Dan Borge, who developed the first widely used enterprise-wide risk management system, risk-adjusted return on capital (or Raroc) while head of global research and corporate strategy at Bankers Trust in the 1970s and 1980s, now questions whether analytics have outpaced banks’ actual use of risk management.

Borge, speaking in Philadelphia yesterday at the sixth annual Wharton Financial Institutions Center Risk Roundtable, sponsored by the Wharton Financial Institutions Center and consulting firm Mercer Oliver Wyman, said Bankers Trust embraced risk management at the top management level because the bank was performing poorly in the 1970s and its senior management needed a tool to find out why and pull it back from the brink.

Charles Sanford, Bankers’ CEO, embraced Raroc and risk management generally. He used Raroc to decide how to allocate capital among the firm’s business lines, and to justify investment in ground-breaking businesses like derivatives and secondary loan trading, Borge noted.

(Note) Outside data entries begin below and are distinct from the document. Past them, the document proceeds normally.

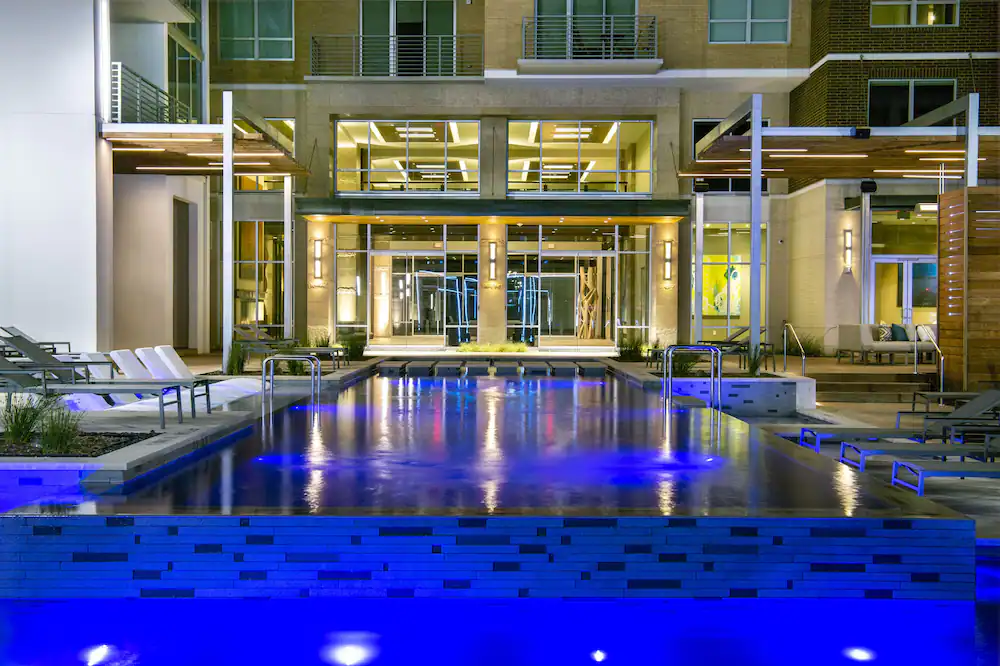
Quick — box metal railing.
[111,62,192,124]
[781,321,806,377]
[309,35,483,77]
[260,354,322,418]
[521,14,658,60]
[913,324,944,393]
[663,345,722,411]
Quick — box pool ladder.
[260,354,322,417]
[663,345,722,411]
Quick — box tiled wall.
[0,516,975,599]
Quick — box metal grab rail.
[111,62,192,125]
[663,345,722,411]
[781,321,806,377]
[521,14,658,60]
[260,354,322,416]
[913,324,944,393]
[309,35,484,77]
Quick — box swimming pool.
[0,599,1000,666]
[29,378,954,517]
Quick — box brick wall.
[790,59,1000,126]
[0,516,975,600]
[810,0,1000,63]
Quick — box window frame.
[691,118,771,195]
[868,0,962,28]
[217,0,295,62]
[708,0,792,44]
[865,78,958,127]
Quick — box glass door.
[869,256,938,325]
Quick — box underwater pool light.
[844,648,875,661]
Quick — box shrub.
[38,408,83,456]
[0,397,58,444]
[226,342,247,375]
[618,334,643,361]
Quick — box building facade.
[0,0,1000,354]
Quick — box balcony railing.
[111,62,192,124]
[522,15,658,60]
[310,35,483,77]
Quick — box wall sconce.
[844,229,854,273]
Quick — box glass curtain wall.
[507,120,653,195]
[692,222,767,341]
[334,120,479,195]
[233,221,285,338]
[868,206,938,325]
[507,223,649,349]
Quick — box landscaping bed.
[0,432,159,458]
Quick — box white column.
[750,93,763,353]
[691,192,705,344]
[222,90,235,368]
[282,176,295,339]
[965,93,979,187]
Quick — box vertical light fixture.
[844,229,854,273]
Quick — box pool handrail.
[260,354,322,418]
[663,345,722,411]
[781,321,806,377]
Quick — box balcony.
[518,15,663,74]
[111,62,193,125]
[310,35,483,78]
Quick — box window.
[336,120,479,194]
[507,120,653,195]
[708,0,789,44]
[691,118,771,192]
[868,79,955,127]
[219,0,295,60]
[872,0,958,27]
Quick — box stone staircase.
[808,371,937,402]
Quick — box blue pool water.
[3,378,964,517]
[0,599,1000,666]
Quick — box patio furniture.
[840,439,993,472]
[891,460,1000,495]
[0,357,184,430]
[0,326,73,354]
[836,324,936,365]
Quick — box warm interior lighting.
[767,151,868,160]
[108,136,212,143]
[135,166,222,171]
[844,229,854,273]
[604,121,620,143]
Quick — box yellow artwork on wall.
[701,254,743,317]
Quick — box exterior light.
[844,229,854,273]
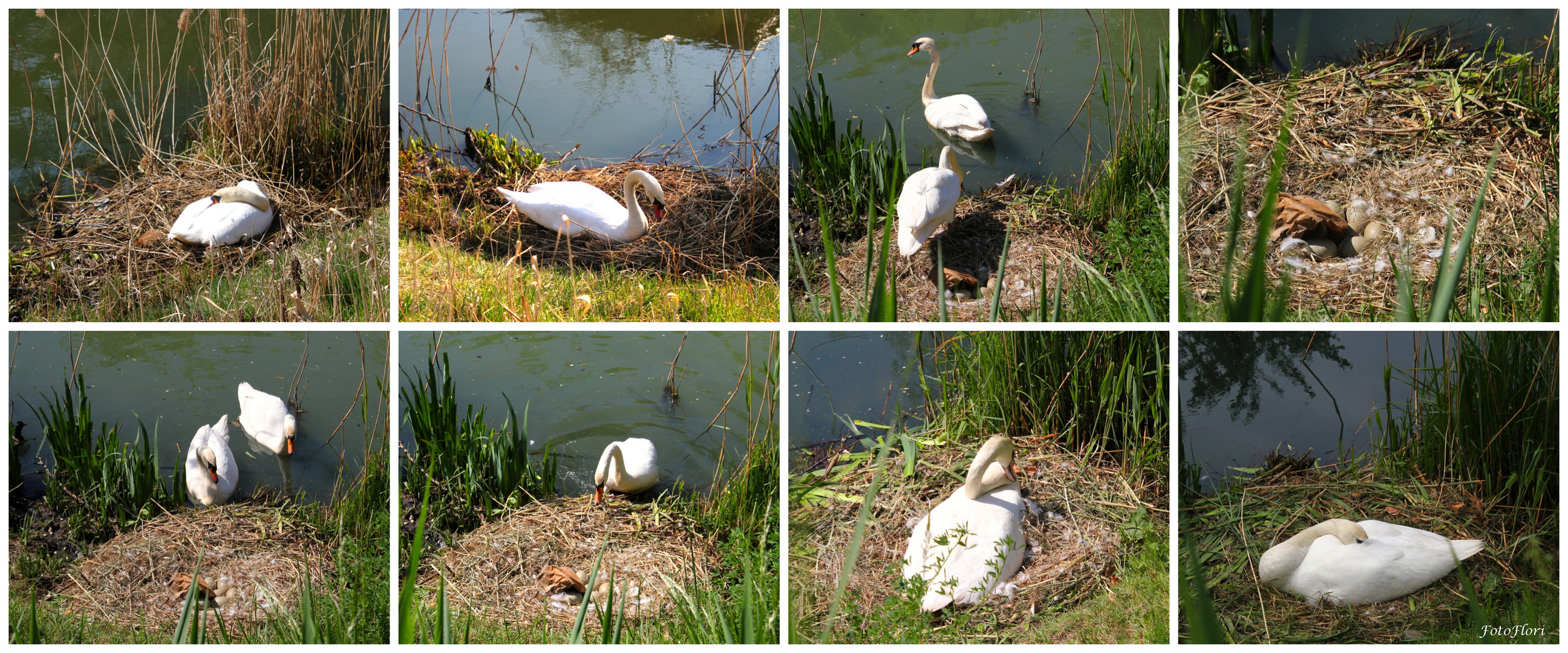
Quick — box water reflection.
[11,330,387,499]
[1179,332,1425,487]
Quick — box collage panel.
[6,330,390,643]
[398,330,782,643]
[1178,8,1560,323]
[6,10,392,323]
[1178,330,1562,643]
[787,10,1170,323]
[789,330,1170,643]
[398,10,781,323]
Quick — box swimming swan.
[593,437,659,506]
[169,180,273,247]
[905,36,994,141]
[898,146,964,257]
[495,171,665,242]
[903,435,1025,612]
[240,382,295,456]
[185,415,240,506]
[1258,520,1483,606]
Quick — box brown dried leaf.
[1269,193,1350,242]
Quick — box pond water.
[8,10,215,227]
[398,332,771,496]
[1231,10,1557,69]
[789,10,1170,189]
[1179,330,1441,490]
[789,330,935,464]
[11,330,387,501]
[398,10,779,167]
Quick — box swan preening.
[185,415,240,506]
[169,180,273,247]
[240,382,295,456]
[905,36,994,141]
[903,435,1025,612]
[495,171,665,242]
[593,437,659,506]
[1258,520,1483,606]
[898,145,967,257]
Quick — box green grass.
[398,232,779,323]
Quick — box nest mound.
[398,163,779,277]
[11,161,356,319]
[795,181,1097,321]
[56,506,333,626]
[790,438,1163,640]
[1181,42,1558,315]
[1181,462,1518,643]
[419,496,718,628]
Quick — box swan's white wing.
[898,167,961,257]
[497,181,629,236]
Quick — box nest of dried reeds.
[56,506,333,626]
[419,496,718,628]
[1181,457,1518,643]
[11,160,367,319]
[790,438,1165,639]
[1181,33,1558,315]
[795,181,1099,321]
[398,163,779,277]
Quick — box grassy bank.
[789,11,1170,321]
[1181,332,1558,643]
[10,10,390,321]
[8,377,390,643]
[398,342,781,643]
[789,332,1168,643]
[1179,20,1558,321]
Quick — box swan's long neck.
[921,45,942,105]
[612,172,647,241]
[939,146,964,193]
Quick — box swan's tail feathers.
[1452,541,1486,560]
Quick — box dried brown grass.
[1181,50,1558,313]
[398,163,779,277]
[790,438,1165,636]
[56,506,333,626]
[419,496,718,629]
[10,161,365,319]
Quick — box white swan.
[905,36,994,141]
[497,171,665,242]
[898,146,964,257]
[1258,520,1483,606]
[185,415,240,506]
[169,180,273,247]
[240,382,295,456]
[593,437,659,506]
[903,435,1025,612]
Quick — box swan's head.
[210,180,273,212]
[1317,520,1367,545]
[964,434,1018,499]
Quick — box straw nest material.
[1181,456,1518,643]
[790,438,1166,637]
[1181,39,1558,313]
[419,496,718,628]
[58,506,331,626]
[11,160,358,319]
[398,163,779,277]
[795,181,1099,321]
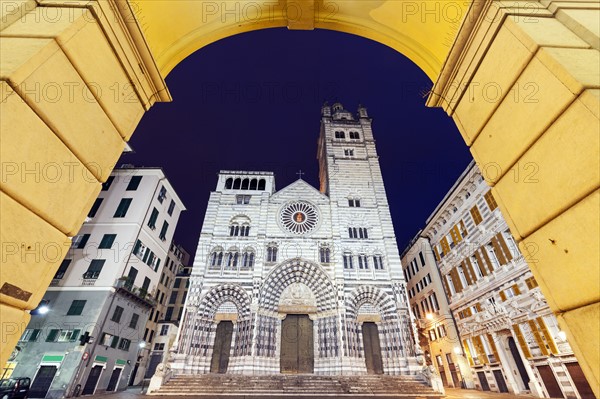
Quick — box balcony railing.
[115,279,156,307]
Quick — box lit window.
[483,190,498,211]
[343,252,354,269]
[319,247,331,263]
[470,205,483,225]
[267,245,277,263]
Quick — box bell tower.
[317,103,403,280]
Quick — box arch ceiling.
[130,0,471,82]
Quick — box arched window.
[373,254,383,270]
[358,254,369,269]
[209,248,223,269]
[225,250,240,269]
[242,250,254,269]
[240,225,250,237]
[348,198,360,208]
[229,223,240,237]
[343,252,354,270]
[319,247,331,263]
[267,245,278,263]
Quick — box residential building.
[421,162,594,399]
[402,238,474,388]
[170,103,422,375]
[7,167,185,398]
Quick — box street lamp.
[454,346,467,389]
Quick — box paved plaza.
[83,387,533,399]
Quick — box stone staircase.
[151,374,444,399]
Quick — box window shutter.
[463,339,475,366]
[527,320,548,356]
[496,233,513,262]
[471,336,490,364]
[513,324,532,359]
[536,317,558,355]
[460,261,473,285]
[29,329,41,342]
[450,268,463,294]
[475,252,489,277]
[465,258,477,283]
[492,237,508,265]
[487,334,500,362]
[46,329,60,342]
[70,330,81,342]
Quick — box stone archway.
[0,0,600,395]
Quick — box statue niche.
[279,283,317,314]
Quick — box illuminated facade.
[171,104,421,375]
[415,162,594,399]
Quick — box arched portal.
[0,0,600,395]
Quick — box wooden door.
[81,366,102,395]
[29,366,57,398]
[210,321,233,374]
[538,366,564,398]
[362,322,383,374]
[280,314,315,374]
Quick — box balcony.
[114,279,156,308]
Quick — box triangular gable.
[271,179,329,201]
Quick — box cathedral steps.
[152,374,443,399]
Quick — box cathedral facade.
[171,104,421,375]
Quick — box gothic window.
[242,250,254,269]
[358,255,369,269]
[209,248,223,269]
[348,198,360,208]
[373,255,383,270]
[319,247,331,263]
[235,195,251,205]
[267,245,277,263]
[225,250,240,269]
[343,252,354,269]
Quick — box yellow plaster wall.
[131,0,469,81]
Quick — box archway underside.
[0,0,600,396]
[131,0,470,81]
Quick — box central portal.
[280,314,315,374]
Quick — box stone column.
[427,0,600,395]
[0,0,170,364]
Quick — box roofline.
[111,166,187,212]
[423,160,477,230]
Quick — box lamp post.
[134,341,146,393]
[454,346,466,389]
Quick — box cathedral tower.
[171,104,420,375]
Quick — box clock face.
[279,201,319,235]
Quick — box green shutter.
[70,330,81,342]
[46,329,60,342]
[29,329,41,342]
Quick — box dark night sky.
[119,29,470,259]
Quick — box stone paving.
[85,387,534,399]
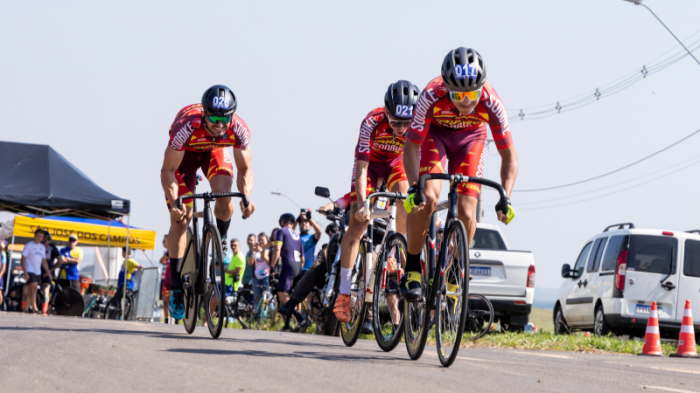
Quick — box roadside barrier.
[671,300,698,358]
[639,302,663,356]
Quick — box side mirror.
[561,263,571,278]
[315,187,331,198]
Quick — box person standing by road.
[59,234,83,292]
[21,229,50,313]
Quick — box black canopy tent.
[0,141,130,218]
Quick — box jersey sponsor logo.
[358,117,377,153]
[455,64,478,80]
[170,122,195,150]
[411,89,439,132]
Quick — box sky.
[0,0,700,300]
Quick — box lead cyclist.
[160,85,255,319]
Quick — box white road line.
[639,385,697,393]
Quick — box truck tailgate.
[469,249,535,297]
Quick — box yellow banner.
[14,215,156,250]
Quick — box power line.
[513,129,700,192]
[518,157,700,211]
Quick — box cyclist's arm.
[498,145,518,198]
[233,148,253,196]
[160,147,185,207]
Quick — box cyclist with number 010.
[399,47,518,301]
[333,80,420,322]
[160,85,255,319]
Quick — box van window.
[469,228,506,251]
[683,239,700,277]
[603,235,629,272]
[574,242,593,277]
[627,235,678,274]
[586,237,608,273]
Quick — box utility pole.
[476,139,493,223]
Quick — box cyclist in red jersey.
[399,47,518,301]
[333,80,420,322]
[160,85,255,319]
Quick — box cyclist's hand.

Borge said that, today, he sees little evidence that banks are using risk tools in the same way. “I don’t know of any firm where risk management has really affected a strategic decision,” he said. When Borge asked his audience – which consisted of senior representatives of a number of large US regional and money centre banks, agencies and multilateral institutions – if any of their organisations based strategic decisions on risk analyses, the room remained silent.